Schwierige und teilweise nervige Hauptfiguren

Womit ich bei der Leseprobe ein Problem hatte, waren die Charaktere selbst. Ich empfand es als etwas anstrengend, dass sich gleiche alle drei vorgestellten Figuren in dem Textauszug fast vor Angst in die Hose machen. Eric Stiffler scheint ohnehin ein ziemlich schwacher Charakter zu sein, den ich mir als Leiter einer Ermittlung nicht so richtig vorstellen kann. Außerdem war mir der Polizist auf den ersten Seiten dermaßen unsympathisch, sodass ich nicht wirklich Lust habe, ihn bei der Polizeiarbeit zu begleiten. Gerade seine nicht nachvollziehbare Geheimniskrämerei in Bezug auf Annabell war recht nervig. Dass Manuela Sperling bei ihrem Dienstantritt nervös wirkt ist verständlich, dass sie in ihrer Panik aber die halbe Toilette zerstört ist aber eher albern. Lavinia Wolff hat als Verfolgte allen Grund zur Angst, kann aber trotzdem wenige Minuten später wieder unbefangen mit einem Taxifahrer flirten…
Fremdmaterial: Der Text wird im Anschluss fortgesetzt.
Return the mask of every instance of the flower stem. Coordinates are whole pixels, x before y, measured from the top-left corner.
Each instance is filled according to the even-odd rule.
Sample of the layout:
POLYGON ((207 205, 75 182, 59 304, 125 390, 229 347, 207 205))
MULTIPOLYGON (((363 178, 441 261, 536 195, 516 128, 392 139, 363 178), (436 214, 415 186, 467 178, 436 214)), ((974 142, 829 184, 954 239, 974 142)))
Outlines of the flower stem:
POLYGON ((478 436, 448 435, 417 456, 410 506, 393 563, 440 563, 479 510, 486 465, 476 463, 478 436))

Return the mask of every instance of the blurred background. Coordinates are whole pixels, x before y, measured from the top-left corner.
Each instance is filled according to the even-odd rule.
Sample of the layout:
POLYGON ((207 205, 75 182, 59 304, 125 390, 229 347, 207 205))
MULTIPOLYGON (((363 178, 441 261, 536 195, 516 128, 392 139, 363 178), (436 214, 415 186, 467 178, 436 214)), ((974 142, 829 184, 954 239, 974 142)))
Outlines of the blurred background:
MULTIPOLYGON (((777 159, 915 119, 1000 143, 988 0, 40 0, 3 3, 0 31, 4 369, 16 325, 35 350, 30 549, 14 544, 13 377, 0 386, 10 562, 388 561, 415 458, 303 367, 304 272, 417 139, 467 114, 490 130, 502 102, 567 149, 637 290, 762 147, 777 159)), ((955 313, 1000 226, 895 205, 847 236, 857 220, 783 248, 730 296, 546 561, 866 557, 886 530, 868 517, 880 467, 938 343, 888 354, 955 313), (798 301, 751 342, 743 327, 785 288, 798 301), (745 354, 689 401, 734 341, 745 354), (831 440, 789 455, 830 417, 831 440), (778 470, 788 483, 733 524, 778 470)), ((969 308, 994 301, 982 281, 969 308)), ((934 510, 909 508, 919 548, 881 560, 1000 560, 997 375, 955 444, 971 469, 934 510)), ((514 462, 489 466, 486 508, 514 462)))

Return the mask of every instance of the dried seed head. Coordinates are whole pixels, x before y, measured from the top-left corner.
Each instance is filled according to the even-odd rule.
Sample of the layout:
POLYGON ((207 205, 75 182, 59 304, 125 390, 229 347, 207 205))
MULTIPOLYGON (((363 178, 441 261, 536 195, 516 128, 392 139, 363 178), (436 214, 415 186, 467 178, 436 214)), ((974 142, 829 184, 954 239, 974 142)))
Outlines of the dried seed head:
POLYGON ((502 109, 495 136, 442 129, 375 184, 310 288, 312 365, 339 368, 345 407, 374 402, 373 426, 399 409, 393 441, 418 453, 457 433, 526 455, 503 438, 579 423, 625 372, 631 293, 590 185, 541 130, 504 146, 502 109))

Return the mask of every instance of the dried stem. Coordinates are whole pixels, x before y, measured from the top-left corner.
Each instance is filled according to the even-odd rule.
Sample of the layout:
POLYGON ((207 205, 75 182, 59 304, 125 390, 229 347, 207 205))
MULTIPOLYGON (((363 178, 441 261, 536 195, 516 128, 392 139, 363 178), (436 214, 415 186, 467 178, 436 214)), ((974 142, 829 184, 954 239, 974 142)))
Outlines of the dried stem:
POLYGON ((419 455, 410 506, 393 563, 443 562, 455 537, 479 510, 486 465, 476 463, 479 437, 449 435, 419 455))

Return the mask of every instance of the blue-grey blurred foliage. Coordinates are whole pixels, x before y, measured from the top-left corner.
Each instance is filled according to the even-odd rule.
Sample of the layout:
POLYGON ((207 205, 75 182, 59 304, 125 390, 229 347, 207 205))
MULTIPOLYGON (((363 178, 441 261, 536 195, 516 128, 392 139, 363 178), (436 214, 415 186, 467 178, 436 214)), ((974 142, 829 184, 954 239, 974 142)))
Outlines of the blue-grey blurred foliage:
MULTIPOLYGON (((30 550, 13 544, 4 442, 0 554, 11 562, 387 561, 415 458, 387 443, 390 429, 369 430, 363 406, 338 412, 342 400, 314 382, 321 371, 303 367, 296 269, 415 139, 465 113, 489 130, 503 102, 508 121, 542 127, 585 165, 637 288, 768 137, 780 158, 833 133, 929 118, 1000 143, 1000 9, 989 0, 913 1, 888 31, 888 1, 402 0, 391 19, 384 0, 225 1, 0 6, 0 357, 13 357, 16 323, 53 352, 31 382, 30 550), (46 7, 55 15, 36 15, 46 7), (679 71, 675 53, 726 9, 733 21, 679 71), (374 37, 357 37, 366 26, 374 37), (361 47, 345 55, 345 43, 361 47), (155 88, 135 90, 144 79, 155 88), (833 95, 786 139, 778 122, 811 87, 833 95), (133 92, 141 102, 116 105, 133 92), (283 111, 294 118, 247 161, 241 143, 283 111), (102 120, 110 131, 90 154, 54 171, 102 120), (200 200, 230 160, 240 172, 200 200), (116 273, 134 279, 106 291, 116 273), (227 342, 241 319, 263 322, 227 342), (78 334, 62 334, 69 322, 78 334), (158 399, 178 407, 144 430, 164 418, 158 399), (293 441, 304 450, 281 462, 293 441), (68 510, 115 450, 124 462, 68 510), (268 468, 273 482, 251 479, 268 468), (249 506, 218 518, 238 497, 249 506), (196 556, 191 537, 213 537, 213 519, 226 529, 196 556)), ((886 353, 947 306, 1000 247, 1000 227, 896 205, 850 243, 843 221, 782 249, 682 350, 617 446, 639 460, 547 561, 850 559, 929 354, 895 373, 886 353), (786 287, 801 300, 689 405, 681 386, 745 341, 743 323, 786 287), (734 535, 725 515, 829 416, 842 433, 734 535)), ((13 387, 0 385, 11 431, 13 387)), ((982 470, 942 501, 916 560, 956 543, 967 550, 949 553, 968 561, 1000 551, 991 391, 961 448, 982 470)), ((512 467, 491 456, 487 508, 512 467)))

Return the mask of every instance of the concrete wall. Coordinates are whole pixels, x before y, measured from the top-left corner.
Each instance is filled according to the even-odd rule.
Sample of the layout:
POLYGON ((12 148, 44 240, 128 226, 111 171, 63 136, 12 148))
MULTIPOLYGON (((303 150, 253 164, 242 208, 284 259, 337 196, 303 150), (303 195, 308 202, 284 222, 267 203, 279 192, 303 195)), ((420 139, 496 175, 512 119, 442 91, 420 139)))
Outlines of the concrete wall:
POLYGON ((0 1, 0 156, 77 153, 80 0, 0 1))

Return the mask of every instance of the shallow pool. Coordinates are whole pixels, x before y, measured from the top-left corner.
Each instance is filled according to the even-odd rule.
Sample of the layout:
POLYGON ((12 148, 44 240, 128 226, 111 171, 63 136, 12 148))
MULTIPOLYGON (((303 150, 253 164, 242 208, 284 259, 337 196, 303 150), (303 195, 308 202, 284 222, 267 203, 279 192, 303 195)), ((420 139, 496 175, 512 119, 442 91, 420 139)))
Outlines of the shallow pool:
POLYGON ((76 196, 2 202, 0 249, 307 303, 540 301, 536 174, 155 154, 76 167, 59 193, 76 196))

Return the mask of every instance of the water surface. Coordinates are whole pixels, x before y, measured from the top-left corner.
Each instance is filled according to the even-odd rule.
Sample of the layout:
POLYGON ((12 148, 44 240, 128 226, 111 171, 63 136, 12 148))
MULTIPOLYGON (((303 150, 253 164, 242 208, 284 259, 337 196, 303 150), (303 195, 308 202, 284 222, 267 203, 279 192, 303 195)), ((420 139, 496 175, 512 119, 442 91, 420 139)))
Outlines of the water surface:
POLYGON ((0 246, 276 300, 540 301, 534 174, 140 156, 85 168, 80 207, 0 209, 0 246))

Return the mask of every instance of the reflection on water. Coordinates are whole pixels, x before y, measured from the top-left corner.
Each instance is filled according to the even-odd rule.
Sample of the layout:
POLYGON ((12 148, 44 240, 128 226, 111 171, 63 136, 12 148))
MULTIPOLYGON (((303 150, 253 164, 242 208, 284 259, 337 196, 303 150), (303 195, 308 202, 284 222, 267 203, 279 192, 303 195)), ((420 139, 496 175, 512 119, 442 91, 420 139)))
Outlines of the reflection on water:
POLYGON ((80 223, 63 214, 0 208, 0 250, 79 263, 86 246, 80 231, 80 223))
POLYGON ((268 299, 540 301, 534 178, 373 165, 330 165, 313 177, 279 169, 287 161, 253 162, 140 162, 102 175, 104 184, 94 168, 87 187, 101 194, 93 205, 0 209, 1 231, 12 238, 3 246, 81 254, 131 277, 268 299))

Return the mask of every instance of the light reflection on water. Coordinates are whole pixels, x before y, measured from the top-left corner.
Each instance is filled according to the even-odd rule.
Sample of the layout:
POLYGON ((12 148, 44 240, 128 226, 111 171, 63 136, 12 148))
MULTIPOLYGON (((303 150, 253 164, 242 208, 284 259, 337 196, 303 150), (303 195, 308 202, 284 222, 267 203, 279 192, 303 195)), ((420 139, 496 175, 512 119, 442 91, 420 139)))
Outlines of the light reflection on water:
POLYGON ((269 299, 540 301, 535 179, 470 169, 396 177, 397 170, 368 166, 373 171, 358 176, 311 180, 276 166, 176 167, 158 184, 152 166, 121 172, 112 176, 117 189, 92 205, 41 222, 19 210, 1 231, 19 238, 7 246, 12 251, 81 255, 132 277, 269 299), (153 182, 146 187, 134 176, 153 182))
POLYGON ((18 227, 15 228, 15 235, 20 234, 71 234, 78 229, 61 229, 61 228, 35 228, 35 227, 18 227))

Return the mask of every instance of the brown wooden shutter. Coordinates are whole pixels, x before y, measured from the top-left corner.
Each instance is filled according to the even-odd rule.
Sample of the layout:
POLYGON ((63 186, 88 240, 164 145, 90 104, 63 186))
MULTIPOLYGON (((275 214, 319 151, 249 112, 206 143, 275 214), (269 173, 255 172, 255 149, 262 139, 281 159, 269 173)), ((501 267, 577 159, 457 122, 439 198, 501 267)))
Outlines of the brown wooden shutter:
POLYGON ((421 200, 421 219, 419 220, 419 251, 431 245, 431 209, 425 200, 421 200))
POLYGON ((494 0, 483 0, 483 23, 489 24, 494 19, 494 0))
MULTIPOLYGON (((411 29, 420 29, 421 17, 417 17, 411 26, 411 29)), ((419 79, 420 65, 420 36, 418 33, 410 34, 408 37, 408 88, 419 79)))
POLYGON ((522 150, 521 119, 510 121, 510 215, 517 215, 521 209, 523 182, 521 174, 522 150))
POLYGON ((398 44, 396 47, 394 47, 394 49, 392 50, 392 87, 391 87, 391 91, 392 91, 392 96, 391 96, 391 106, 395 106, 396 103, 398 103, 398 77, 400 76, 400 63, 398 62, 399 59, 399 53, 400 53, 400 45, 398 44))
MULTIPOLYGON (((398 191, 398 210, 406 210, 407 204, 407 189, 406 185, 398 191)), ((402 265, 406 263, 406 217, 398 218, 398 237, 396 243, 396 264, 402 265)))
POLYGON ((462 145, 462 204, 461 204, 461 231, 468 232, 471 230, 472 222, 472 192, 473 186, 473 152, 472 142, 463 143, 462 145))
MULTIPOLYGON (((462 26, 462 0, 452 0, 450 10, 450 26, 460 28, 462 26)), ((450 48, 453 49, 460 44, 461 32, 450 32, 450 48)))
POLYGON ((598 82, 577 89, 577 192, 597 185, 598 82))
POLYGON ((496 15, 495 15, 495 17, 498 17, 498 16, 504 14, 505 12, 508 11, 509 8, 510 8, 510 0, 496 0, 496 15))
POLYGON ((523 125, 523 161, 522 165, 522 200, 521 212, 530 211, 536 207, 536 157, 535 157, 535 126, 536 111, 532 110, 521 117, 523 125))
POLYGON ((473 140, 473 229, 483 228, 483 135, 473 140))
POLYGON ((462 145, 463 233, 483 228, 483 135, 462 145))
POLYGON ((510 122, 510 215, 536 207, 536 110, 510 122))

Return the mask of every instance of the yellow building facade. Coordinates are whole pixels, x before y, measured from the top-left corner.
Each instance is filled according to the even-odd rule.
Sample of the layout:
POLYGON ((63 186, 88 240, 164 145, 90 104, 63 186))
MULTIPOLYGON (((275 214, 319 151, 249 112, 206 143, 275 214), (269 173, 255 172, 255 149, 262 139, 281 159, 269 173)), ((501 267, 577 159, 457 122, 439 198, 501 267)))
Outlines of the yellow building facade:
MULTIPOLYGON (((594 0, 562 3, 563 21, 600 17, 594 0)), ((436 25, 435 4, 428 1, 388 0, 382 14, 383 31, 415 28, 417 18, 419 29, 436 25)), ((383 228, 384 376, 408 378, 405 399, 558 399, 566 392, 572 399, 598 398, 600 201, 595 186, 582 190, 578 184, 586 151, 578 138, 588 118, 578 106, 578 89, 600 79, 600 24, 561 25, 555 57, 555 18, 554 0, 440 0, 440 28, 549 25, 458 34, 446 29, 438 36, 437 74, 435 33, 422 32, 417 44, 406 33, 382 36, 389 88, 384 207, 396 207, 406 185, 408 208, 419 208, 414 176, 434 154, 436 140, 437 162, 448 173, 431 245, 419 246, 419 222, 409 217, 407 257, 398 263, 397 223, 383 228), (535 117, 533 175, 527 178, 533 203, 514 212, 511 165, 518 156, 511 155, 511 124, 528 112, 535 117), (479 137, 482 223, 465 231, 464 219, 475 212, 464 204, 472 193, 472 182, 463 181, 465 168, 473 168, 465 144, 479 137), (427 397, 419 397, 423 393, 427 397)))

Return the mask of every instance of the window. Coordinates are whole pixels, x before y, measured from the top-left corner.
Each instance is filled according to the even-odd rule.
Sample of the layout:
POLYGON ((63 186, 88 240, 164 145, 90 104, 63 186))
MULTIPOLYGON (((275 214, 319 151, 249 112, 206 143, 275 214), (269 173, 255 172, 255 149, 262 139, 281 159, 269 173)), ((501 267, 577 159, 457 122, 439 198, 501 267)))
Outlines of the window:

Daher bin ich bei Winkelmanns neuem Thriller noch ein wenig skeptisch. Der Storyansatz von „Wassermanns Zorn“ macht Lust auf mehr, doch mit den Hauptfiguren konnte ich bisher noch nicht warm werden.

Meine Prognose: 3/5

Informationen:
„Wassermanns Zorn“ von Andreas Winkelmann erscheint am 17. August 2012 im Wunderlich Verlag, hat einen Umfang von 416 Seiten und wird 14,95 € kosten. Die Leseprobe gibt es bei vorablesen.de, weitere Infos zum Buch findet Ihr auf der Verlags-Homepage.